As for what is not a "good" histogram, we would not be so enamored of a his­
togram that showed a huge cluster of points near and between the "-1" and 'T' points
on the X-axis. We want the stock to have shown an ability to move farther than just the
break-even distance, if possible. As an example, see Figure 39-5, which shows a stock
whose movements rarely exceed the "-1" or "+l" points, and even when they do, they
don't exceed it by much. Most of these would be losing trades because, even though
the stock might have moved the required percentage, that was its maximum move
during the 10-month period, and there is no way that a trader would know to take
profits exactly at that time. The straddles described by the histogram in Figure 39-5
should not be bought, regardless of what the previous analyses might have shown.
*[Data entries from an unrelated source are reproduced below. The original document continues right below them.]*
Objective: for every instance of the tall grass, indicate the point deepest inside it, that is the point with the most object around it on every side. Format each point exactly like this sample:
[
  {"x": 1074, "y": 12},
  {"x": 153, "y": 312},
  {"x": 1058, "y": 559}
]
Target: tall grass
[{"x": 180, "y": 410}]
Nor would it be desirable for the histogram to show a large number of move­
ments above the "+3" level on the histogram, with virtually nothing below that. Such
a histogram would most likely be reflective of the spiky, Internet-type stock activity
that was referred to earlier as being unreasonable to expect that it might repeat itself.
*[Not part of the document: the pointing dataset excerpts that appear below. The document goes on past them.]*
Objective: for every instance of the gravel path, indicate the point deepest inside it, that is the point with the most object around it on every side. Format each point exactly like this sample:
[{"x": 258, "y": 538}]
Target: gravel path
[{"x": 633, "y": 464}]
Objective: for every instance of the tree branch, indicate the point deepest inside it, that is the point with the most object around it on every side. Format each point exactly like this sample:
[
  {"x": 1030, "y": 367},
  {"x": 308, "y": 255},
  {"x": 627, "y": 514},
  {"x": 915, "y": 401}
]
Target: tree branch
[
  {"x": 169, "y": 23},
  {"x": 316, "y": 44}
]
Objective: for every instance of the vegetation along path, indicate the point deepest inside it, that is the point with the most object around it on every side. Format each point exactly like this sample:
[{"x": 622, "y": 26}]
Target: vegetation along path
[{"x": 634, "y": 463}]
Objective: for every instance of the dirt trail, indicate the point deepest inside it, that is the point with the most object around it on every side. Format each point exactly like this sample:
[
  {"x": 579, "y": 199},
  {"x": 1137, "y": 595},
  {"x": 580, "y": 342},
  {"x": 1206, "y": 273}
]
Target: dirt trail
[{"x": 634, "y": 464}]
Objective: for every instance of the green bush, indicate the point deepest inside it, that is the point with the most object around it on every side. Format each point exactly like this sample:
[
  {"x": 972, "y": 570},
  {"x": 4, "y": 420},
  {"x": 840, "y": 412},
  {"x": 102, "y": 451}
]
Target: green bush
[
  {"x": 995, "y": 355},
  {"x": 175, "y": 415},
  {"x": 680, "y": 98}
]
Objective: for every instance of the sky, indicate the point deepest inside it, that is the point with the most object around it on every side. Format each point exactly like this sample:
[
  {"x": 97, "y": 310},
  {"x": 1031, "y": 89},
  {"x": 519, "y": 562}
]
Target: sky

In a general sense, one doesn't want to see too many open spaces on the histogram's
X-axis; continuity is desired.
If the histogram is a favorable one, then the volatility analysis is complete. One
would have found mispriced options, with a good theoretical probability of profit,
whose past stock movements verify that such movements are feasible in the future.
ANOTHER APPROACH?
After having considered the descriptions of all of these analyses, one other approach
comes to mind: Use the past movements exclusively and ignore the other analyses
altogether. This sounds somewhat radical, but it is certainly a valid approach. It's
more like giving some rigor to the person who "knows" IBM can move 18 points and
who therefore wants to buy the straddle. If the histogram (study of past movements)
tells us that IBM does, indeed, have a good chance of moving 18 points, what do we
really care about the relationship of implied and historical volatility, or about the cur­
rent percentiles of either type of volatility, or what a theoretical probability calcula­
tor might say? In some sense, this is like comparing implied volatility (the price of the
straddle) with historical volatility (the history of stock price movements) in a strictly
practical sense, not using statistics.